On Sunday, February 15, 2015 at 4:48:06 PM UTC-5, Robert O'Callahan wrote:
> Their current idea is to add a new CSS property "scroll-blocks-on" to let a
> page opt into sync scrolling:
> https://docs.google.com/document/d/1aOQRw76C0enLBd0mCG_-IM6bso7DxXwvqTiRWgNdTn8/edit#
> In pages that drop below some performance threshold (e.g. 30fps), the
> browser can disable scroll-blocks-on.
>
> A more general version of the latter is to have the browser maintain a
> per-document mode switch that's "green" while the document is hitting
> performance targets and "red" when it is not, with an event firing for mode
> changes. In red mode, features like "scroll-blocks-on" would be disabled.
> We could potentially tie in other things here like will-change disabling.

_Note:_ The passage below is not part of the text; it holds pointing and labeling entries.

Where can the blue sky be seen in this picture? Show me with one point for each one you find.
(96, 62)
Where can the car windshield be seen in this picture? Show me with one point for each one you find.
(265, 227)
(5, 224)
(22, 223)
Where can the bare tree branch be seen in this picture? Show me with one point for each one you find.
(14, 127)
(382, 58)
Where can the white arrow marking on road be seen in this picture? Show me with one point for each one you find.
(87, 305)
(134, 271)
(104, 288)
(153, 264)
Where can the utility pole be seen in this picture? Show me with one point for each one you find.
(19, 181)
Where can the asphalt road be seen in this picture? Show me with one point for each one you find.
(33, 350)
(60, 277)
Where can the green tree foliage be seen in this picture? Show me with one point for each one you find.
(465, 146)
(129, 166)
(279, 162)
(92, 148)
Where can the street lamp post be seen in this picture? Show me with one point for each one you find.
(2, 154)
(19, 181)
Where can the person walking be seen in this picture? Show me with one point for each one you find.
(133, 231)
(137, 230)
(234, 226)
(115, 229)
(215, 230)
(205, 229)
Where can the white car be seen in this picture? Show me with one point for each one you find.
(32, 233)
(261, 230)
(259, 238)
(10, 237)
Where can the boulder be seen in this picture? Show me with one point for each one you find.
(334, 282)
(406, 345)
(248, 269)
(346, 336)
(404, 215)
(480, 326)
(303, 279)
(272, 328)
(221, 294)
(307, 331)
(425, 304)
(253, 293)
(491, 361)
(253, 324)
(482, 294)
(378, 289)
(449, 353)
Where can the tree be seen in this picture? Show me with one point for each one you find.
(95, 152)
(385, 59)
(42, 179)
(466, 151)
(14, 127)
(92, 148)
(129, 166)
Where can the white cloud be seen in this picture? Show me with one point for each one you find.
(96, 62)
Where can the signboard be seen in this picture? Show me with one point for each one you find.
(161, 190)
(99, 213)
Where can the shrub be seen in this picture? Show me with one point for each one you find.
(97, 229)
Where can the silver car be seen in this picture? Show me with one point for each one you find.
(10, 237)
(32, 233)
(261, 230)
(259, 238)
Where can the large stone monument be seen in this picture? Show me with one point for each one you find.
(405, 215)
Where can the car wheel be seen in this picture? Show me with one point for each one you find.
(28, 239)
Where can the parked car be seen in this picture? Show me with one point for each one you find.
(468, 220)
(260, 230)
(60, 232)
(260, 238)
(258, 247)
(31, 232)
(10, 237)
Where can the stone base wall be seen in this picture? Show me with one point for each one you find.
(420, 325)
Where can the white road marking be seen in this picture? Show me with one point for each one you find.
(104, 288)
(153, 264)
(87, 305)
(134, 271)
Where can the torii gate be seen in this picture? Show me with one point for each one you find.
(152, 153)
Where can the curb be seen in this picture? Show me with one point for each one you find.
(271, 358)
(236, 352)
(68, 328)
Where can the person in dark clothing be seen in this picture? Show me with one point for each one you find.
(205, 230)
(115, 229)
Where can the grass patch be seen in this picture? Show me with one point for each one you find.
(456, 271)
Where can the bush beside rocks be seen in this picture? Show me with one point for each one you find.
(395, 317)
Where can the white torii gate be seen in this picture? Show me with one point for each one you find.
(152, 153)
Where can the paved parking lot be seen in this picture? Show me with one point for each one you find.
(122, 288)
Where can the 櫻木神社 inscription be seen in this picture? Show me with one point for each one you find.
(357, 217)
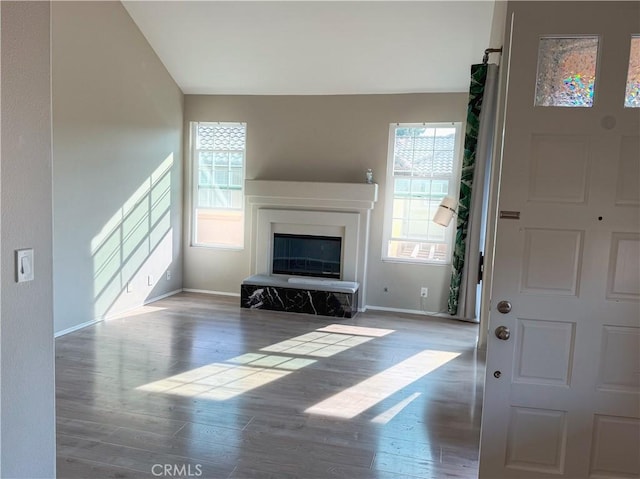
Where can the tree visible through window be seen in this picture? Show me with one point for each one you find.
(218, 161)
(423, 169)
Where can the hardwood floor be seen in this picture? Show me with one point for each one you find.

I can't say I'm a fan of this idea. For one thing, I feel like there might be a 
lot of cases where we rapidly switch between hitting the fps target and not, 
which will generate lots of spurious mode-changes events. Those events will 
further slow things down because more scripts will run as a result. It will 
also result in a very inconsistent user experience if say the parallax effect 
works half the time but not the other half, just based on whether some other 
process is hogging the CPU or not.

If we do introduce a scroll-blocks-on property, then I think it should be 
unconditional - that is, the browser should respect it regardless of the perf 
implications, and it would be up to the author to make sure that perf is good. 
If we detect the perf is bad then we could just terminate the page entirely, or 
notify the user that the page is not responding, but I think adding this 
concept of a "mode" where it's not respected doesn't help anybody.

I also agree with Milan that this is exposing more browser implementation 
detail, which I would like to avoid.